Пасынки (Горелик) - страница 217

Альвийка, несмотря на роскошный наряд, выглядела стеснённой и немного растерянной.

— Хороша ты, лапушка, — Пётр Алексеич, всегда скупой на искренние похвалы женщинам, не стал сдерживаться, признал очевидное теми же словами, что только что мысленно произнёс светлейший. — До чего же хороша… Вижу, расстарались бабы на славу.

— Они зачем-то сделали меня в два раза тоньше, — тихо, словно боясь глубоко вдохнуть, сказала принцесса, указав на свою талию, затянутую в тугой корсет. — Видимо, решили, что моя фигура недостаточно стройная, а глаза недостаточно большие… Скажи, Петруша, я теперь всегда должна буду так одеваться?

— Увы, — Пётр Алексеич словно забыл о светлейшем, всё внимание обратив на альвийку. За ручки её взял, ишь ты, и глядит ласково. — Таковы моды европейские. Станешь императрицей — новую моду придумаешь, коли пожелаешь.

— Придётся, не то помру от удушья. А корсет приравняю к пытке, и велю в него пойманных заговорщиков затягивать… Доброго вам утра, князь, — уныло поприветствовала светлейшего невесёлая невеста.

— И тебе доброго здравия, твоё высочество, — заулыбался Данилыч. — Ты уж вытерпи сей денёк, а там модисток муштровать станешь, чтоб переделали платье по-твоему.

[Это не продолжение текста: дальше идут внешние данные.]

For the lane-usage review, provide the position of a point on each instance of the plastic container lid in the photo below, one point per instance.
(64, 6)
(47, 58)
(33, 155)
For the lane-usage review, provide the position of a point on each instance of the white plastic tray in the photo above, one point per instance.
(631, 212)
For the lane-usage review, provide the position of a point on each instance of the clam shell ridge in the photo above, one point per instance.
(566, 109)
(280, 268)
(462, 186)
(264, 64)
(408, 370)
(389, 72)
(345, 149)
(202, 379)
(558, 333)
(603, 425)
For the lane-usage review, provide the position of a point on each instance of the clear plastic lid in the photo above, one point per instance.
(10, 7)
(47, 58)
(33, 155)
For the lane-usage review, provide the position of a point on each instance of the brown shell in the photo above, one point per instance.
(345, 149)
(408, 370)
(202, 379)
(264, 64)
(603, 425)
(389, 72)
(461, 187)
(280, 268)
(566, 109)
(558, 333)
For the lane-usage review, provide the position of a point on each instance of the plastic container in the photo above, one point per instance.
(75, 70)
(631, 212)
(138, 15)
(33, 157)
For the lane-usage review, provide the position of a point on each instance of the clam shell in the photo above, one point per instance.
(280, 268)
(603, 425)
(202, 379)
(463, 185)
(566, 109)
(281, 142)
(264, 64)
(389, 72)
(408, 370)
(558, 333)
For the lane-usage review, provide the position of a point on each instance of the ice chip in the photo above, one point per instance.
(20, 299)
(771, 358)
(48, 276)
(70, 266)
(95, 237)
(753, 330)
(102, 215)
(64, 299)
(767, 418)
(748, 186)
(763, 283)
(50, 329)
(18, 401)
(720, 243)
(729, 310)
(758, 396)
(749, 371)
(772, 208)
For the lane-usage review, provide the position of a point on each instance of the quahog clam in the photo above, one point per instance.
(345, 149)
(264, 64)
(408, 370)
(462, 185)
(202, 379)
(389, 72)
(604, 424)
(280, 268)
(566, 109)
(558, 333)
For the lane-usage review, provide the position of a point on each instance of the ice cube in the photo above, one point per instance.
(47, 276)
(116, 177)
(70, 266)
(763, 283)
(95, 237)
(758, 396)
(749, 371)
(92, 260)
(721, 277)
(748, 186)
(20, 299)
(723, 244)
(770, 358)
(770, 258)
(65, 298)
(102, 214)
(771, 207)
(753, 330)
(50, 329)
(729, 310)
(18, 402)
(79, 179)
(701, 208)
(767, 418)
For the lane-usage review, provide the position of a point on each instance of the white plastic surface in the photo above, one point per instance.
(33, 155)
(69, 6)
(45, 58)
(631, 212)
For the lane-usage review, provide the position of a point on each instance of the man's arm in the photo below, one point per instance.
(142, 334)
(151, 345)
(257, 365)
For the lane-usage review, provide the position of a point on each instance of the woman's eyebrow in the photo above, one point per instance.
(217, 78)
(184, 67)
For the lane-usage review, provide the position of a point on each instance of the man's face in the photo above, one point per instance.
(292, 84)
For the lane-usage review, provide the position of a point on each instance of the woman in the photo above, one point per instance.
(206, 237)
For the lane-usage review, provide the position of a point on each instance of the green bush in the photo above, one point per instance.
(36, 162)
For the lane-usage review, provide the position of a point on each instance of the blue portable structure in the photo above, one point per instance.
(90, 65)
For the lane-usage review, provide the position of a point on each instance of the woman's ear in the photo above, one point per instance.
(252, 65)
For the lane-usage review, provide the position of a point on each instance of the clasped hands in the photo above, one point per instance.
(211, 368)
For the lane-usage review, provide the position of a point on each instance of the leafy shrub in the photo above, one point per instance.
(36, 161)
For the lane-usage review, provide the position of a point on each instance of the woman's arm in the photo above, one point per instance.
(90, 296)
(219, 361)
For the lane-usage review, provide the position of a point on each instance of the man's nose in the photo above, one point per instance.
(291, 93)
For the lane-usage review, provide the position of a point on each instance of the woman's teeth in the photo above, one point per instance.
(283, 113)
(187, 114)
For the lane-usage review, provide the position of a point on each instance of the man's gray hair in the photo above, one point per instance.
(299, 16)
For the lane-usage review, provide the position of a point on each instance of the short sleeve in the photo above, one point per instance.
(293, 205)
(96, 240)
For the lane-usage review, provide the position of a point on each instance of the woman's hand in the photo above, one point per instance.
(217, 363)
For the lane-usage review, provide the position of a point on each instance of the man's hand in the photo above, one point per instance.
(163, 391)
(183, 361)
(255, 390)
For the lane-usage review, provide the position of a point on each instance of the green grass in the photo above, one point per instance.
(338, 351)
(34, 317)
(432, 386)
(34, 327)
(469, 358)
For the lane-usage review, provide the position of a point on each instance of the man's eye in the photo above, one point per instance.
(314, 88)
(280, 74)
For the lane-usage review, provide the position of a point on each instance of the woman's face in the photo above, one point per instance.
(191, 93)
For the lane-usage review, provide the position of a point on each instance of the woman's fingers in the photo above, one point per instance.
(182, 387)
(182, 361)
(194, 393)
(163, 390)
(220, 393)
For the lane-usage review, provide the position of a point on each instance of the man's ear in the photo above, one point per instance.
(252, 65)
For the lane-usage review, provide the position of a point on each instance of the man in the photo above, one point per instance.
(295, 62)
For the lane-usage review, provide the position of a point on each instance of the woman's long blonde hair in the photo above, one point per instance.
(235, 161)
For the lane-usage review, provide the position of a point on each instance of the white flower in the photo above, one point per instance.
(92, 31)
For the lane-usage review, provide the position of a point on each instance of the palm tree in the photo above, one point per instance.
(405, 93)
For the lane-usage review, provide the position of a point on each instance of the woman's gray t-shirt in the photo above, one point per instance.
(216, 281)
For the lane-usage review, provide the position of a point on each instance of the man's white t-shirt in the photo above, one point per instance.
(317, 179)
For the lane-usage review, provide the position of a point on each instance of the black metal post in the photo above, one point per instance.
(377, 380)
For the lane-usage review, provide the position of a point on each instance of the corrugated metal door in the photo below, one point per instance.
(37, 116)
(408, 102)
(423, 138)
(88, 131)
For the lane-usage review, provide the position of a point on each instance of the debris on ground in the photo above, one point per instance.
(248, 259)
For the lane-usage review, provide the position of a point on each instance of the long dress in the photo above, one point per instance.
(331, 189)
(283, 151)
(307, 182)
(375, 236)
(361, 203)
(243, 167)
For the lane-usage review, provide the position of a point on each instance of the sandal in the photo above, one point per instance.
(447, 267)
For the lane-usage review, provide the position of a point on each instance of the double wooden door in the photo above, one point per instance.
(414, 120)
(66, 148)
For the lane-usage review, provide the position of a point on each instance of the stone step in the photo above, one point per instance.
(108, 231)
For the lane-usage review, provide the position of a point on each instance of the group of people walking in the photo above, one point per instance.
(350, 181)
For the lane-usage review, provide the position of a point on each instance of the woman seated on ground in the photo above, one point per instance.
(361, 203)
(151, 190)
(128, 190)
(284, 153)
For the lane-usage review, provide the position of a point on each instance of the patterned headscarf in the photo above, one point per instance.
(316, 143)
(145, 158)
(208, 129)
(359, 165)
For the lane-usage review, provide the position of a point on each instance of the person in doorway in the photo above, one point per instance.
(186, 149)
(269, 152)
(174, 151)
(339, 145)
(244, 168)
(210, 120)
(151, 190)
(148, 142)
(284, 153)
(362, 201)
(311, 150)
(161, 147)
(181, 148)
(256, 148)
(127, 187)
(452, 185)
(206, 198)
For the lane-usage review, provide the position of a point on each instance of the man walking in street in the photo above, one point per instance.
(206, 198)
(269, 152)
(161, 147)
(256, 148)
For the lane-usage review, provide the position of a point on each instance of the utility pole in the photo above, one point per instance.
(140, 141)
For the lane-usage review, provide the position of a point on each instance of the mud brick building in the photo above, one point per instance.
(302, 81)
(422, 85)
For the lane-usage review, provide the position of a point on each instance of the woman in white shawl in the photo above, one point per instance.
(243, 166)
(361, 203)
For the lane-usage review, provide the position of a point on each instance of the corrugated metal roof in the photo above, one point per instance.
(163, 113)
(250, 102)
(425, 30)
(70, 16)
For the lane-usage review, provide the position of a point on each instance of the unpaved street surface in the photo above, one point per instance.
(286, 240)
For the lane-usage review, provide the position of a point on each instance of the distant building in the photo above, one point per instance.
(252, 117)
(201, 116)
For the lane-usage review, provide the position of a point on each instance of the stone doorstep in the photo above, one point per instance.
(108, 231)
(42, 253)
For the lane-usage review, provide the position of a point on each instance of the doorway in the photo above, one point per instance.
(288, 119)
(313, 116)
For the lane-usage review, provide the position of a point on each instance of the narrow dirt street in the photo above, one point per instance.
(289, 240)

Мою Дарью видала ведь? Дама в теле, а в такую струнку утягивается — самому страшно. И ничего, терпит.

— Мне такое не привычно, — ещё печальнее сказала альвийка. — В этом…платье я совершенно беспомощна. Напади кто, даже убежать не смогу, не то, что биться.

— На случай, ежели нападёт кто, у нас полный город войска, отобьёмся как-нибудь, — отшутился государь, откровенно любуясь княжной. — Ну, идём, лапушка. Скорее управимся — скорее от корсета избавишься.

— Это радует, любимый… Что ж, идём. Я вытерплю.

Принцесса, оперевшись на любезно подставленную руку Петра Алексеича, с такой нежностью улыбнулась ему, что у светлейшего защемило где-то там, где должна быть душа. Впервые в жизни он завидовал другу-царю не оттого, что он царь, а оттого, что на оного друга с любовью смотрит такая красивая женщина. Впрочем, Данилыч не обольщался. Если государь сейчас похож на стареющего льва, то эта дама отнюдь не кошечка, каковой её ошибочно полагают окружающие. Львица она. Ещё достаточно молодая и сильная, чтобы разорвать любую добычу.

Само собою, светлейший оказался прав. Дважды тащиться по метели, пусть и в каретах, до церкви и обратно пришлось под тихий, но различимый чутким ухом гул. То разноголосо и разноязыко матерились вельможи с послами. Гвардейцам, сопровождавшим кортеж верхами, приходилось куда хуже, но те если и ругались матерно, то в мыслях, языка не поганили. Принцесса же была на высоте. Ни словом, ни взглядом не показала, что страдает от тесного корсета, хотя старалась поменьше двигаться. Отныне её следовало титуловать императорским высочеством — обручённая царская невеста ещё до свадьбы официально становилась членом правящей семьи. Но если помолвку расторгали, а такие случаи в истории семейства Романовых были, то несчастная девица становилась хуже зачумлённой. Её ссылали в глушь, её десятой дорогой обходили свахи и соседи, и она умирала в тоскливом одиночестве. Впрочем, судя по настроению государя, идти по дедушкиным и батюшкиным стопам, перебирая невестами, он не собирался. Остроухая тоже своего не упустит. Вон как в его руку вцепилась, не оторвёшь. Притом улыбается царедворцам, кои ей кланяются, с такой светлой радостью, что ей даже можно поверить. Что значит — не простая дворянка, а урождённая принцесса. Такая будет, улыбаясь тебе в лицо, против тебя же ковы строить. И, судя по кислым физиономиям послов, многие из них это уже уразумели.